Much of the United States’ progress on social equality in recent decades has come courtesy of the nine Supreme Court judges, with the balance between conservative and more liberal members of the bench finely held.

But with a number of spots likely to be freed up by retirements over the course of President-elect Donald Trump’s four-year term, the soon-to-be US leader will be able to shape the future of social issues for decades to come.

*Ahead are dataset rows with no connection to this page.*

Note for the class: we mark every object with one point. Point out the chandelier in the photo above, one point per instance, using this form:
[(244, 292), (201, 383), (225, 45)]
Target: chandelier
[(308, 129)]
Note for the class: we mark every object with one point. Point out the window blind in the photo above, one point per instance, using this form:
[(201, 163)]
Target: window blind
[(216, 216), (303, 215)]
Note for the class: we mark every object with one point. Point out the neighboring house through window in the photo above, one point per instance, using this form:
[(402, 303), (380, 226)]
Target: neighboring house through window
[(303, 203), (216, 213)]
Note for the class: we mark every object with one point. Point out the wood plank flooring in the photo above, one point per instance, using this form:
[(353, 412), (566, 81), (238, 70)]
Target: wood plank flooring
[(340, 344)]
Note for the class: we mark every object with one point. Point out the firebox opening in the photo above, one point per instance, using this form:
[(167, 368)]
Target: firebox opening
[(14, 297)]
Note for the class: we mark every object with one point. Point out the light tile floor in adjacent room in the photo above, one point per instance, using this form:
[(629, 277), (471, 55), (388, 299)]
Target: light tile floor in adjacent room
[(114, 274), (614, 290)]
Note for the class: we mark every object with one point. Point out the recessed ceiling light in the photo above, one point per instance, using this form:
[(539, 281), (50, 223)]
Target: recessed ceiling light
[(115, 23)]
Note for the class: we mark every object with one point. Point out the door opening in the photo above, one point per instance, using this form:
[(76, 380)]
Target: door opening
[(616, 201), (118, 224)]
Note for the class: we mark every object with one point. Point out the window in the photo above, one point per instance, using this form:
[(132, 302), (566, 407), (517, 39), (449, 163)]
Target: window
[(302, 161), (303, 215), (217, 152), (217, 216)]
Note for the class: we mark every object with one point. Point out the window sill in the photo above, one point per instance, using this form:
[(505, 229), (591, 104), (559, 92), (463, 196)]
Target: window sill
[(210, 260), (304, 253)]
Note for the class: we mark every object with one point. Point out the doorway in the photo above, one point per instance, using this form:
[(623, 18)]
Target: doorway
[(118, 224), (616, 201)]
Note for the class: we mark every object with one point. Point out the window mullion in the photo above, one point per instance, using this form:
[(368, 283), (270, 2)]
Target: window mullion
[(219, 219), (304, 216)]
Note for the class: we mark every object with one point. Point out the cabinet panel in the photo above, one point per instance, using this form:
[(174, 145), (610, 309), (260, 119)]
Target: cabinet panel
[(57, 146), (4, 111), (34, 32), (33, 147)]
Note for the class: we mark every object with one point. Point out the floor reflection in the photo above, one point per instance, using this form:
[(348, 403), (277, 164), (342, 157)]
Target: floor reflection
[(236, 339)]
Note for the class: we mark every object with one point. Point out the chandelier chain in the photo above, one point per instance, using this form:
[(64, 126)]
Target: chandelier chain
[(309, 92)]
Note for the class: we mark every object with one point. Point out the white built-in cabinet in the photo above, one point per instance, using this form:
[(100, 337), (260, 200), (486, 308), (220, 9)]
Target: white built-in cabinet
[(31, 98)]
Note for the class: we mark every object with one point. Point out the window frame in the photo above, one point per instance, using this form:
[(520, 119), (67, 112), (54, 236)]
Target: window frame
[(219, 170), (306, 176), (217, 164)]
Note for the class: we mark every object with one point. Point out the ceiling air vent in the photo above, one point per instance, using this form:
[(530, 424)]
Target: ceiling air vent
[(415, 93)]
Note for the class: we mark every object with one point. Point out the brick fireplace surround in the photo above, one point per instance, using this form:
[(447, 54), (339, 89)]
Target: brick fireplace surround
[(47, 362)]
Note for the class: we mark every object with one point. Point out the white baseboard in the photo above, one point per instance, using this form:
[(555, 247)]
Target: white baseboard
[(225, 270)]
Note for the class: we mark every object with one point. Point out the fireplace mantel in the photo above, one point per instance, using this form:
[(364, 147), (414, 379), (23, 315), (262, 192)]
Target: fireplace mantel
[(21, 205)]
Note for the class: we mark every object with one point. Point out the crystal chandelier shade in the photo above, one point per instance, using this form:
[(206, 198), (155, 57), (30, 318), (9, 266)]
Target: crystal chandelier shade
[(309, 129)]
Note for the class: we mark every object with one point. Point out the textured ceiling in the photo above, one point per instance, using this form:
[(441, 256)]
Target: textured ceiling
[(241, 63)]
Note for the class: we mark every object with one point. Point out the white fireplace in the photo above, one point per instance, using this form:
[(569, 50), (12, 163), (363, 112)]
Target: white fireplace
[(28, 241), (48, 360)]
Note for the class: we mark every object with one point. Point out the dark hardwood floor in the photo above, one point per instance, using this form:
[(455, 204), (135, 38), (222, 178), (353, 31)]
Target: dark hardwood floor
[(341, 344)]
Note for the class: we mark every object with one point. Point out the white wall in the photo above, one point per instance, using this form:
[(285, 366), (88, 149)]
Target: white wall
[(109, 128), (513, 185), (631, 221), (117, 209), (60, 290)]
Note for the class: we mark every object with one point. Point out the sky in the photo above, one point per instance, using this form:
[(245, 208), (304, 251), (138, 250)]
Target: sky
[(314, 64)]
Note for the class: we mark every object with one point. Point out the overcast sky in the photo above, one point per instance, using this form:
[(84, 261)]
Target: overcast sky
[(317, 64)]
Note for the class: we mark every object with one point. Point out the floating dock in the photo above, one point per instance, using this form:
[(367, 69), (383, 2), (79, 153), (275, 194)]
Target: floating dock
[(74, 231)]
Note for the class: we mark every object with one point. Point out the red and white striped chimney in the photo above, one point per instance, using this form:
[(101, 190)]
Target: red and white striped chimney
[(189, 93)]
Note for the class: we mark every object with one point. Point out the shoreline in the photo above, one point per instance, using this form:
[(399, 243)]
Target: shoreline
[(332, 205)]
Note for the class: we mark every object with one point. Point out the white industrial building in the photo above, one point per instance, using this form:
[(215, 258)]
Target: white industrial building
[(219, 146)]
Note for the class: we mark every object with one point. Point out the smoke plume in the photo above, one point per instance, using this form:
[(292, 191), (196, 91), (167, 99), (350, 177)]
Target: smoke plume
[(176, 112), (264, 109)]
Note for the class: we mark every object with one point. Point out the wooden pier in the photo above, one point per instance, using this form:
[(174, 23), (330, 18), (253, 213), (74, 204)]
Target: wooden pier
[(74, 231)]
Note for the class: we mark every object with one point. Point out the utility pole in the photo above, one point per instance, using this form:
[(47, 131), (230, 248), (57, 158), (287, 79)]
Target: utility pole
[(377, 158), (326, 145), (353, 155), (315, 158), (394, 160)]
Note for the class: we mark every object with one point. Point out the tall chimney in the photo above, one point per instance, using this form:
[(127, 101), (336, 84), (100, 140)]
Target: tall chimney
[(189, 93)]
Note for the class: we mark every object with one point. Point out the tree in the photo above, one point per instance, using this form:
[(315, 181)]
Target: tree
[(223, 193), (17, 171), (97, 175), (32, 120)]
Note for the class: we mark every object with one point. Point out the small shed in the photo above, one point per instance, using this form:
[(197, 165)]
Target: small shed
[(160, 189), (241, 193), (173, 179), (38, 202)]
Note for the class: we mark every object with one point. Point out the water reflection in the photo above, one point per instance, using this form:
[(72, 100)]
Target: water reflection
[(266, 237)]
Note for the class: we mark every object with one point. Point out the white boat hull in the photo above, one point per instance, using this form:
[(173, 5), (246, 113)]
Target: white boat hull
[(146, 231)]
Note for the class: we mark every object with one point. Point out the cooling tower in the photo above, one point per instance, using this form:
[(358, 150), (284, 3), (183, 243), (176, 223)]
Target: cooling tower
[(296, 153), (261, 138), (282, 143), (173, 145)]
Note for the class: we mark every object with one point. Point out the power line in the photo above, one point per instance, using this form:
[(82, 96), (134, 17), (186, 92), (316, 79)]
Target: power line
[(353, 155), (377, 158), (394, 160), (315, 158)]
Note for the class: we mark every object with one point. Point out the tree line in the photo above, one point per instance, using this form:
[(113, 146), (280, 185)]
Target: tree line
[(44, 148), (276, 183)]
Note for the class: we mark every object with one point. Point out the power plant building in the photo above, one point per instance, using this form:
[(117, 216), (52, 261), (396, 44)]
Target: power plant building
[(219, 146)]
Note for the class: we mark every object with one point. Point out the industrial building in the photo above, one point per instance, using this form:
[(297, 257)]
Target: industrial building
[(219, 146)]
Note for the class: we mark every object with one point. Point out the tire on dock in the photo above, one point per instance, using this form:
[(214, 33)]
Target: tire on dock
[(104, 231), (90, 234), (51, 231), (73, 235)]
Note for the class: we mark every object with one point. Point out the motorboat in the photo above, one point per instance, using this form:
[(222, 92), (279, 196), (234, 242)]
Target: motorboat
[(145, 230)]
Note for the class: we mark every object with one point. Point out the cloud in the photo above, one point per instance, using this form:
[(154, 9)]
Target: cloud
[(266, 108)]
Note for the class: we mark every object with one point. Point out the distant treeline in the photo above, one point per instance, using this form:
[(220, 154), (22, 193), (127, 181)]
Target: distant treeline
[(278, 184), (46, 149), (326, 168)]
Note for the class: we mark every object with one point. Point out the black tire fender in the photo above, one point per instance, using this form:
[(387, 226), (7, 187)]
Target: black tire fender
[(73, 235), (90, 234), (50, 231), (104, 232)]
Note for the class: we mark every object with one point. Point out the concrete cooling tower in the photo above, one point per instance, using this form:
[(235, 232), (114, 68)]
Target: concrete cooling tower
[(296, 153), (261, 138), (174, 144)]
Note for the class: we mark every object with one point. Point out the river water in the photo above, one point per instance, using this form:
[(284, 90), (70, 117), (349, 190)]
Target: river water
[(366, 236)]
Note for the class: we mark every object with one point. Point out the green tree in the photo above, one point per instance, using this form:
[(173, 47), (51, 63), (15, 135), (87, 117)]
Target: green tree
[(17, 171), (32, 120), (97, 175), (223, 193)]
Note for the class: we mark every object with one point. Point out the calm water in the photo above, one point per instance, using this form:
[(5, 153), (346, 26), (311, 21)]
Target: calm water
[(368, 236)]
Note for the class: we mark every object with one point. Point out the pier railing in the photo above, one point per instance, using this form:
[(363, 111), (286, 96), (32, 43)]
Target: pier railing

And during the course of his campaign, the businessman and former reality TV star promised to only put forward nominees from a shortlist of 21 ultra-conservative individuals.

One of these prospective justices is the virulently anti-LGBT William H. Pryor Jr., who has been labelled the “most demonstrably anti-gay judicial nominee in recent memory” by LGBT advocacy group Lambda Legal.

According to Gay Star News, in 2003 Pryor defended a Texan law that criminalised consensual sex between two men in privacy, arguing that states should be allowed to prosecute LGBT+ people.

As well as casting the deciding vote against legalising same-sex marriage in Florida in 2004, the 54-year-old has also made comparisons LGBT rights and “prostitution, adultery, necrophilia, bestiality, possession of child pornography, and even incest and paedophilia.”

“This Court has never recognized a fundamental right to engage in sexual activity outside of monogamous heterosexual marriage, let alone to engage in homosexual sodomy,’ he wrote in a legal briefing.

“Such a right would be antithetical to the ‘traditional relation of the family’ that is ‘as old and as fundamental as our entire civilization.”

Pryor also wrote that Texans “need to be protected,” which he believes has “severe physical, emotional, psychological, and spiritual consequences, which do not necessarily attend heterosexual sodomy.”

The federal Court of Appeals judge added that Americans had “no fundamental right to engage in homosexual sodomy just because it is done behind closed doors.”

He argued: “Because homosexual sodomy has not historically been recognized in this country as a right — to the contrary, it has historically been recognized as a wrong — it is not a fundamental right.”

While Donald Trump stated over the weekend that the matter of nation-wide equal marriage had been “settled” by the Supreme Court, the LGBT+ community in America fear that his presidency will see a number of freedoms rolled-back.

Meanwhile, New York-based LGBT writer and activist Eliel Criz has argued that the country’s LGBT community will have to come together and “fight like its Stonewall” during Trump’s four years in office.